Bazı arkadaşlar profilimdeki fotoğrafın benden daha genç olduğunu o fotoğrafın ben olup olmadığını sorarken neden o fotoğraf diyorlar…

Neden o fotoğraf…

Aslında fotoğrafların da dili var ve her fotoğrafta nice anılar saklıdır.

Benim profilimdeki fotoğrafım ise anılardan çok mazimin reenkarnasyonla tekrar geri gelmesi halidir.

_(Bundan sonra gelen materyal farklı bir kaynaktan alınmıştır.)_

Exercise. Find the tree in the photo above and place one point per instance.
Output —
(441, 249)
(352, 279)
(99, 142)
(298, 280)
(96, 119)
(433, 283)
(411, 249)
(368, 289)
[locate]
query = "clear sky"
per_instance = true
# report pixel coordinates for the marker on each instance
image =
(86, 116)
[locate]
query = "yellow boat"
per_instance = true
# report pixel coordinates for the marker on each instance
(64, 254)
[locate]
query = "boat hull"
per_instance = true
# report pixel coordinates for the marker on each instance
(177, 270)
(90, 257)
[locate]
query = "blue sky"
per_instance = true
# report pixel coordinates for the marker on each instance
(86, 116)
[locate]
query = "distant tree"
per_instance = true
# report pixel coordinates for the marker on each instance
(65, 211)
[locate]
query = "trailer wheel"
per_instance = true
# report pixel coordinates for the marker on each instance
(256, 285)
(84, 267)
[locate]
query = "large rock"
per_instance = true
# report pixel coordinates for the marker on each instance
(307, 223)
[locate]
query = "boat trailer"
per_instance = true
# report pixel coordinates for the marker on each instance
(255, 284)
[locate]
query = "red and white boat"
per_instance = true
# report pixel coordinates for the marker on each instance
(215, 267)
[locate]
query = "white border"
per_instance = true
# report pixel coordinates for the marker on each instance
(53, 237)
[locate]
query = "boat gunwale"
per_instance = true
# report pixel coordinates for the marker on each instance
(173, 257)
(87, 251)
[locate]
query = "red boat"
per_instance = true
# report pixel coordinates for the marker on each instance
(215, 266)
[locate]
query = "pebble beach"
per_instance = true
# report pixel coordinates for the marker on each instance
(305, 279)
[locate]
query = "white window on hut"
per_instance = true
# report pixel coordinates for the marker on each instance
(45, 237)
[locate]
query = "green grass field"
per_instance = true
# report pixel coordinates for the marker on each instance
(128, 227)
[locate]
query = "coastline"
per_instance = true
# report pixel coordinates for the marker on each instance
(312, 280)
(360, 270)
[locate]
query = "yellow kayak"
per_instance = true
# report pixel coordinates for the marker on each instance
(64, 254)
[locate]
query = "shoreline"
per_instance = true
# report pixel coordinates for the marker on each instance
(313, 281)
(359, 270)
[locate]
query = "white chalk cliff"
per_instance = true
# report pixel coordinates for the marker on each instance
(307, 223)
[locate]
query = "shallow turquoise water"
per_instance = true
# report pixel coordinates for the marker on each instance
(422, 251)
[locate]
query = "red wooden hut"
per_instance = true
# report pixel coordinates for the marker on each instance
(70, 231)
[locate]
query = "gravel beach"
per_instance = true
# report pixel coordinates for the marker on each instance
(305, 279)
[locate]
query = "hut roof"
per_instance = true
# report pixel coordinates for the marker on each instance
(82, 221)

Bir de o fotoğrafı çekenin bir hatırası var ki o fotoğrafa her baktığımda bana bir neşe gelir, sevinç dolar içim, bir hoş olurum, kendimi bahtiyar hissederim…

O fotoğrafı, 6 Şubat depremlerinde Diyanet personeli olarak çalıştığı Adıyaman ilinde üç kızıyla birlikte yıkılan bir apartmanın enkazı altında kalarak bu hayattan göçüp giden merhum Ramazan Kuş çekmişti…

Ramazan Kuş’la 28 Şubat Sürecinde Malatya E Tipi Cezaevi’nden tanışmıştık. O süreçten sonra da birbirimizden kopmaz bir parça gibi olmuştuk.

Ramazan Kuş -bencileyin- bu hayatta ağır imtihanlar vermiş ve buna karşın isyan etmeden İslami mücadelenin en ön safların yerini korumaya çalışmıştı. Ramazan Hoca, cezaevine benden bir hafta sonar sora gelmişti, kendisine istinat edilen suç; insanlara Kur’an öğreterek İslami örgüt kurmaktı.

Aslında O bu suçu cezaevinde de bizlere duygusal sohbetler vererek devam ettiriyordu. Cezaevini Medrese-i Yusufiye’ye çeviren Ramazan Kuş Hoca tahliye edildikten sonra da arkadaşlığımız kadim bir dostluğa dönüşerek devam etti…

Bu fotoğrafın çekildiği mekân ise MÜSİAD Malatya Şubesi…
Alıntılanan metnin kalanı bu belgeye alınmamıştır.